Roboski Katliamı’na ilişkin konuşan Veli Encu, yıllardır verdikleri adalet mücadelesi süresince ailelerin birçok baskı ve saldırıya maruz kaldığını belirtti. Encu, “Failler yargılanması gerekirken, yargılanan hep biz olduk” dedi.
Şırnak’ın Uludere ilçesine bağlı Roboski köyünde, 28 Aralık 2011 tarihinde savaş uçakları bombardımanı sonucu 19’u çocuk 34 kişinin hayatını kaybetmesiyle sonuçlanan katliamın üzerinden 7 yıl geçti. Aradan geçen bunca zamana rağmen adalet arayışlarından geri adım atmayan 34 kişinin ailelerinin yası ve acısı dinmedi. Katliamın yaşandığı ilk günlerde faillerin açığa çıkarılıp yargılanması noktasında ailelere verilen sözler ise karşılık bulmadı.
‘Yargılanan hep biz olduk’
Katliamın sorumlularını açığa çıkarılması için zorlu bir mücadele içerisinde olan isimlerden Veli Encu, söz konusu hukuksal süreç ve ardından yaşananlar hakkında Mezopotamya Ajansı’ndan Gökhan Altay ve Ahmet Kanbal’a konuştu. Katliamda aynı zamanda kardeşi Serhat ve birçok yakınını kaybeden Encu, yıllardır verdikleri adalet mücadelesi süresince ailelerin birçok baskı ve saldırıya maruz kaldığını belirtti. “Failler yargılanması gerekirken, yargılanan hep biz olduk” diyen Encu, yetkililerin dava dosyasının üstünün örtülmesi için her türlü çabayı gösterdiklerine dikkat çekti.

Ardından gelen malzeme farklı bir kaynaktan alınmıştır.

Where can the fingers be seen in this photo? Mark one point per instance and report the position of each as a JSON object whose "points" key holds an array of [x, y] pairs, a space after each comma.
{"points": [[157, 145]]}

‘AİHM siyasi bir karar verdi’
Şimdilik hukuk yollarının tamamen kapatıldığını hatırlatan Encu, AİHM tarafından dosya başvurusunun reddedilmesine dikkat ederek, “34 kişinin hunharca katledilmesine ilişkin yapılan başvurunun bu şekilde reddedilmesi AİHM’nin insan yaşamına verdiği önemi gösteriyor. Siyasi bir karar verildi. Bu şekilde sonuçlanması bizi derinden üzdü. Aileler, bu insanlık suçunun faillerini yargılayacak tek mahkemenin AİHM olduğunu düşünüyorlardı. Ancak gelinen aşamada umutlarının tükenmiş olduğunu söyleyebiliriz” diye konuştu.
‘Siyasetçiler de davaya gereken önemi vermedi’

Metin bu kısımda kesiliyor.